Truly, Pixar is a studio that can do no wrong. The creative artists behind these exceptionally powerful CG movies also really understand how to tell a story. They speak to children and adults alike, knowing when to load you up with overt exposition and when to simply let the beauty of what’s happening on screen speak for itself.
The “show, don’t tell” attitude manifests very strongly at the end of “Toy Story 3.” I’ll get to that in a minute. Minor spoilers ahead, in case that’s not already clear. The movie is very much about these living toys trying to find their place in the world now that Andy, the young boy they’ve given so much joy to, has grown past those carefree childhood days of fiddling with action figures.
While we watch Buzz, Woody and the rest of the gang contend with the harsh realities of a prison camp-like nursery school, we also feel them grasping for some sense of identity. More than once throughout the movie, Andy’s toys bemoan the fact that they haven’t been played with in ages, that they can hardly remember the last time Andy crafted an imaginary playtime world for them to all frolic in.
This is where the beauty of the film’s final minutes comes in, and what seals “Toy Story 3” for me as the best of the three. Also, now major spoilers ahead.
The toys eventually do make it back into the care of their former owner. Andy, realizing sadly that he’s grown out of such things, decides that he’ll donate them to a little neighborhood girl whose parents are friends of the family. He pulls each toy out of the box for her, slowly and carefully, sharing some of the backstory that he’s created as he goes.
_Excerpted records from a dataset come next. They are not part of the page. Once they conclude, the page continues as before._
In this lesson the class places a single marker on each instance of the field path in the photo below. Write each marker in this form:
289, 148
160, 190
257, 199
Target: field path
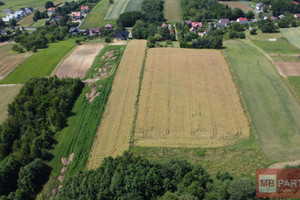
114, 131
78, 62
274, 111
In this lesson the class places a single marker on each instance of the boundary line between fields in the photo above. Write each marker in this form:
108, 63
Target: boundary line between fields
136, 105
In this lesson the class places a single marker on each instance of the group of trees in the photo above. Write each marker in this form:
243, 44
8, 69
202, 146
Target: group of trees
202, 10
37, 113
130, 177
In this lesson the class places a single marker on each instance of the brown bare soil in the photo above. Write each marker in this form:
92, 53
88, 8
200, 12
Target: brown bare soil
8, 93
188, 99
78, 62
235, 4
114, 132
288, 68
9, 60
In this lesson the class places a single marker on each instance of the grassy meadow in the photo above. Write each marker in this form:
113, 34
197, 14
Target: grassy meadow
281, 50
96, 15
172, 11
292, 34
274, 111
41, 63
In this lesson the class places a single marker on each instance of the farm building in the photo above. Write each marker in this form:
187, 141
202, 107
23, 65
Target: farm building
95, 30
75, 16
108, 26
122, 35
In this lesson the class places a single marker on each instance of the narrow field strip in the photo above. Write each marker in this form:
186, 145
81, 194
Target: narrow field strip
8, 93
274, 111
79, 61
188, 99
114, 131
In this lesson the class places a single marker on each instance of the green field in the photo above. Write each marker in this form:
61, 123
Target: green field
292, 34
280, 50
39, 23
41, 63
78, 136
274, 111
294, 81
96, 15
172, 10
134, 5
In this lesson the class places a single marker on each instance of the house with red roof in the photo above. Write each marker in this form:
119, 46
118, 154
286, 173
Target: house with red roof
51, 11
84, 9
75, 16
243, 20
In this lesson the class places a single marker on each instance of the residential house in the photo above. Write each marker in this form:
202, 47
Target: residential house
86, 32
259, 7
8, 11
95, 31
51, 11
108, 26
75, 16
56, 18
243, 20
122, 35
297, 16
197, 25
29, 10
84, 9
74, 30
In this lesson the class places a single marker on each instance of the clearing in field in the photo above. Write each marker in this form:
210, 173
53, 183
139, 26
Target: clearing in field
120, 6
114, 132
8, 93
41, 63
96, 15
9, 60
292, 34
273, 109
188, 99
172, 10
236, 4
288, 68
78, 62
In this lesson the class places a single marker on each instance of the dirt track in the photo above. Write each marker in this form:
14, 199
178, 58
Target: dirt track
76, 64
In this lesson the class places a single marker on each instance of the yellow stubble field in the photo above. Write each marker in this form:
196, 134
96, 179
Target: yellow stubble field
188, 99
115, 128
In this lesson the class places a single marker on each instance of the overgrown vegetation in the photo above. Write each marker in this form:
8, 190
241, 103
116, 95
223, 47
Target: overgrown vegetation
130, 177
37, 113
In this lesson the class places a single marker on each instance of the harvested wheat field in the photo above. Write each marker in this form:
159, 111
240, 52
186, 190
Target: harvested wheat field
9, 60
78, 62
8, 93
188, 99
288, 68
235, 4
114, 132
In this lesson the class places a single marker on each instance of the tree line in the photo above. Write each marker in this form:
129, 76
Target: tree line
136, 178
38, 112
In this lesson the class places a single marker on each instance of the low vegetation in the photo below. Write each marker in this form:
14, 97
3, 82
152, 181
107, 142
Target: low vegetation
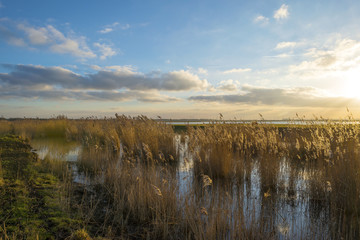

The movie then closes with a set-to-music montage in which Andy and his little new friend have an epic play session. They roll around in the grass together, laughing and enjoying this simple act of play. Then Andy leaves, in a moment that is equal parts heartbreaking and joyful.
The toys, who have so often in the past 90 minutes expressed sadness over not getting time with Andy anymore, have had this last play session with their old friend. Nothing is said and nothing needs to be. The audience, the adult audience, recognizes on an innate level the childhood closure here, the end of that carefree innocence.
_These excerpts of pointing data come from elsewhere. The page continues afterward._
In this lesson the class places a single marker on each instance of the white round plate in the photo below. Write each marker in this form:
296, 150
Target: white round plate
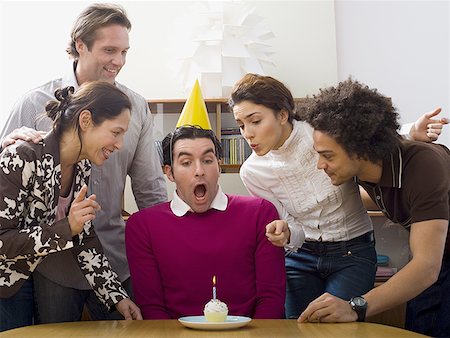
200, 323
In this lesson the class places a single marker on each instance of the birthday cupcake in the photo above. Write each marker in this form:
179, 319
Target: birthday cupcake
215, 311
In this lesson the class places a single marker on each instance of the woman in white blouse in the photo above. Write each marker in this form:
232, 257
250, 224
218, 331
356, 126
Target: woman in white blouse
325, 229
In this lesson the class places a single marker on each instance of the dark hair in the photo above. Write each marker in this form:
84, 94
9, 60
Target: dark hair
104, 100
188, 132
92, 18
263, 90
360, 119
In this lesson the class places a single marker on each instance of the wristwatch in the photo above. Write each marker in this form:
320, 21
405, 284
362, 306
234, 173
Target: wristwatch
359, 305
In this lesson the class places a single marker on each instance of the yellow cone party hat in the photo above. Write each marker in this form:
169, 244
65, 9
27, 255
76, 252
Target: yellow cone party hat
194, 111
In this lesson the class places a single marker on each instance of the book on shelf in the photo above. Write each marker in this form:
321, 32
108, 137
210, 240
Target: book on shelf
235, 148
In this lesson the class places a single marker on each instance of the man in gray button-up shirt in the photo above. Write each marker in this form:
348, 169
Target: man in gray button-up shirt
99, 43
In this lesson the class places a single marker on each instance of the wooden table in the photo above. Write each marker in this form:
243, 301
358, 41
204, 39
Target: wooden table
172, 328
It’s a beautiful moment. Heartbreaking, yes. But more human, more real, than much of the summer blockbuster fare that comes out of Hollywood. And that’s the great success of “Toy Story 3.” It’s gorgeous to look at, a stunning technical achievement like every Pixar film before it. But it’s also got a heart as big as its budget, one that is allowed very smartly to beat for itself without explanation.
That’s the big win for “Toy Story 3”: as the tale of Woody, Buzz and their friends comes to a close, we don’t need to be told how to feel. We just do, because we’ve been there ourselves.